SS : L’opposition n’a pas un problème de crédibilité mais de visibilité. Cela fait bientôt huit ans que je n’ai pas pu dire un mot à la radio ou à la télévision algérienne en dehors des « fenêtres » électorales. Mais sans le travail quotidien de proximité de l’opposition, les jeunes Algériens seraient encore soumis aux tentations extrémistes. Pour ce qui est de la faiblesse relative de la contestation en Algérie face à la puissance des soulèvements en Tunisie, en Égypte et en Lybie, elle a une explication paradoxale : la contestation est presque permanente depuis 1980 et, après le paroxysme de violence des années 1990, les fureurs se sont diluées dans des revendications catégorielles. Il faudra un peu de temps pour ressouder toutes ces énergies. De plus, le pouvoir algérien dispose d’une cagnotte de 155 milliards de dollars, ce qui lui donne une marge que n’avaient pas ses voisins. Bouteflika tente d’éteindre les innombrables foyers de tensions en déversant de l’argent public sur tous les secteurs de la société. Cela peut ralentir la dynamique du changement. Mais le rejet est peut-être plus profond encore en Algérie car les citoyens savent que le désastre vécu par la population, notamment par la jeunesse, ne doit rien à un manque de ressources et tout à leur accaparement.

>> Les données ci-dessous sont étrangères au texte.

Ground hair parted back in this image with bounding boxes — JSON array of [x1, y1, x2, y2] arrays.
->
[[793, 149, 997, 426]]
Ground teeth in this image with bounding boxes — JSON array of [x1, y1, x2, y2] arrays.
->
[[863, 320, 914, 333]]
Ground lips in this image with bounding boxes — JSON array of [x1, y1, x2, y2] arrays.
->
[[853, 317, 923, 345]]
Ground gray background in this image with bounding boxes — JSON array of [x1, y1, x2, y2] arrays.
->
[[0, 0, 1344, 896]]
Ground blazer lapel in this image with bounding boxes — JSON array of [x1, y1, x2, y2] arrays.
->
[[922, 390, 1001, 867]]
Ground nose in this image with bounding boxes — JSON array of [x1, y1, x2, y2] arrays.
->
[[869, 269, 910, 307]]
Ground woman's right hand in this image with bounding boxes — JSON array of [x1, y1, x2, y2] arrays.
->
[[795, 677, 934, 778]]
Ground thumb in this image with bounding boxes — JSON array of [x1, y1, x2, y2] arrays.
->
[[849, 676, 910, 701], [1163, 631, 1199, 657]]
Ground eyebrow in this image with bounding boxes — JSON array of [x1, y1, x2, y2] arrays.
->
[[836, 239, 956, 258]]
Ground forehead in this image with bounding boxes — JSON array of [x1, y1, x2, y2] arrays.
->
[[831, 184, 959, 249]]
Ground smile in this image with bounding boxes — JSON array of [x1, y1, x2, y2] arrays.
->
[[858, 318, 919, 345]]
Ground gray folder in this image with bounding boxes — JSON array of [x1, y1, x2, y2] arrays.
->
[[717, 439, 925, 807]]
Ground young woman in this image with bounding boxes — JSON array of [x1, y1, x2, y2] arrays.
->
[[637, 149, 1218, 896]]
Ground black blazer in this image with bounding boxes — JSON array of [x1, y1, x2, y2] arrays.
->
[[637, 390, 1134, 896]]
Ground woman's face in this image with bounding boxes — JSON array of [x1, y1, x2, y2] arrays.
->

ÉL : En 1991, après la victoire du Front islamique du salut (FIS) au premier tour des législatives, vous avez approuvé l’interruption des élections et fait alliance avec le pouvoir. Et quand on cite votre nom devant des Algériens à Paris, beaucoup rappellent spontanément cet épisode. Aujourd’hui, tout le monde explique que l’alternative islamistes/militaires était une fausse alternative brandie par les régimes pour obtenir le soutien de l’Occident. Entre les barbus et les militaires, regrettez-vous, en ce cas, d’avoir choisi les seconds ? Et si on se réjouit, aujourd’hui, de voir des régimes corrompus chassés par la rue, ne fallait-il pas accepter qu’ils soient balayés par les urnes, même par des islamistes ?
SS : Il est toujours facile de jouer le destin d’un peuple à la roulette russe quand on est installé avec sa famille en France ou en Suisse. Ce qui s’est passé en 1991 n’est pas comparable aux soulèvements authentiquement populaires d’aujourd’hui. La victoire du FIS, c’était le résultat des manœuvres du régime qui, pour détruire les forces démocratiques, avait, classiquement, tenté d’instrumentaliser le courant islamiste, lui livrant l’École, le commerce et, dans une certaine mesure, les médias. En 1991, l’échec de ses intrigues nous a explosé à la figure à tous. Car les apprentis-sorciers ont été débordés par leur jeu, manquant d’entraîner la nation dans leur sillage. Reste maintenant à décoder cette petite propagande qui suggère qu’en Algérie, celui est contre l’extrémisme religieux est automatiquement avec les militaires, même si ces derniers l’ont arrêté et torturé à plusieurs reprises. Pourquoi ne dirait-on pas de de Gaulle qu’il était stalinien puisqu’il a combattu, dans la Résistance, avec des communistes ? Il y a quelque chose de trivialement raciste (je ne suis pourtant pas amateur de facilités tiers-mondistes) dans cet aveuglement qui dénie par principe le droit à l’Algérien d’exister en tant qu’acteur politique autonome. Dans le meilleur des cas, le démocrate non franchisé par Paris ne peut être qu’un supplétif de militaires.
ÉL : Là, vous charriez ! Qui a dénié aux Algériens le droit d’être des acteurs politiques autonomes : ceux qui étaient pour que l’on respecte le résultat des urnes ou ceux qui demandaient qu’on l’ignore ? Vous semblez en effet oublier un léger détail : c’était peut-être fâcheux, mais le FIS avait gagné les élections !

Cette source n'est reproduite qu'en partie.